AML with inv(16)/t(16;16) and high-risk cytogenetic abnormalities: atypical features and unfavorable outcome
Nada Assaf,
Christine Lefebvre,
Victoria Raggueneau,
Geoffroy Guignedoux,
Alice Marceau-Renaut,
Simon Chevalier,
Sylvie Tondeur,
Dominique Bories,
Riad Benramdane,
Philippe Rousselot,
Christine Terré
Affiliations
Nada Assaf
Department of Pathology and Laboratory Medicine, Cytogenetics division, American University of Beirut Medical Center, Beirut, Lebanon
Christine Lefebvre
Laboratoire d’Hématologie Biologique, Centre Hospitalier Universitaire de Grenoble Alpes (CHUGA), La Tronche, France
Victoria Raggueneau
Department of Laboratory Medicine, Hematology, Centre Hospitalier de Versailles, Le Chesnay, France
Geoffroy Guignedoux
Laboratoire d’Hématologie, Centre Hospitalier René Dubos Pontoise, Pontoise, France
Alice Marceau-Renaut
University of Lille, CNRS, Inserm, CHU Lille, Institut de Recherche contre le Cancer de Lille, UMR9020–UMR-S 1277—Canther—Cancer Heterogeneity, Plasticity and Resistance to Therapies, Lille, France
Simon Chevalier
Laboratoire d’Hématologie Biologique, Centre Hospitalier Universitaire de Grenoble Alpes (CHUGA), La Tronche, France
Sylvie Tondeur
Laboratoire d’Hématologie Biologique, Centre Hospitalier Universitaire de Grenoble Alpes (CHUGA), La Tronche, France
Dominique Bories
Department of Molecular Onco-Hematology Henri Mondor Hospital (APHP-UPEC), Créteil, France
Riad Benramdane
Laboratoire d’Hématologie, Centre Hospitalier René Dubos Pontoise, Pontoise, France
Philippe Rousselot
Department of Hematology, Centre Hospitalier de Versailles, France & University Paris-Saclay, UMR1184, Le Chesnay, France
Christine Terré
Department of Laboratory Medicine, Hemato-Oncologic Cytogenetics, Centre Hospitalier de Versailles, Le Chesnay, France
Objectives Acute myeloid leukemia (AML) with inv(16)/t(16;16) is among the most frequent AML subtypes.
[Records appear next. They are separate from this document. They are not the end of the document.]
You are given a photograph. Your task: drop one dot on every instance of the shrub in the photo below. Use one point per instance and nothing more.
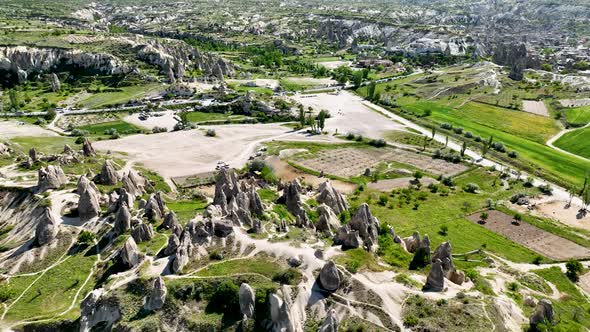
(573, 268)
(157, 129)
(448, 181)
(444, 230)
(411, 320)
(379, 143)
(86, 237)
(447, 126)
(286, 277)
(471, 188)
It is recognized by the detection of the CBFB-MYH11 fusion which confers a favorable prognosis, irrespective of the presence of secondary cytogenetic abnormalities. However, the effect of additional genetic anomalies on the behavior of inv(16) AML is debatable. Recent case reports describe an unfavorable prognosis for those patients, characterized by early relapse and death. In this study, we present a series of patients with CBFB-MYH11 fusion and high-risk rearrangements to increase knowledge about this potentially distinct subgroup.Methods All cases with inv(16)/ t(16;16) and one or more high risk abnormalities were reviewed at two tertiary healthcare centers between years 2006 and 2020 in terms of demographics, biological and clinical data.Results Among the total 1447 and 1283 AML cases, the frequency was found to be 0,2% and 0.3%. Clinical data could be retrieved for 5 patients. Detected high-risk abnormalities included TP53 and 5q deletion, complex and monosomal karyotype. The median age was 67 years, with a majority of females (M:F = 1:1.5). Two out of 5 patients presented with therapy related AML, with short latency periods. All patients presented with thrombocytopenia and/or leukocytopenia. Bone marrow aspirates revealed atypical morphology and the detection of rare CBFB-MYH11 fusion transcripts. All 5 patients died, with a short mean overall survival of 5.8 months.Discussion and Conclusion Our series suggests that the presence of high risk abnormalities confers distinct biological features and poor prognosis to inv(16) AML.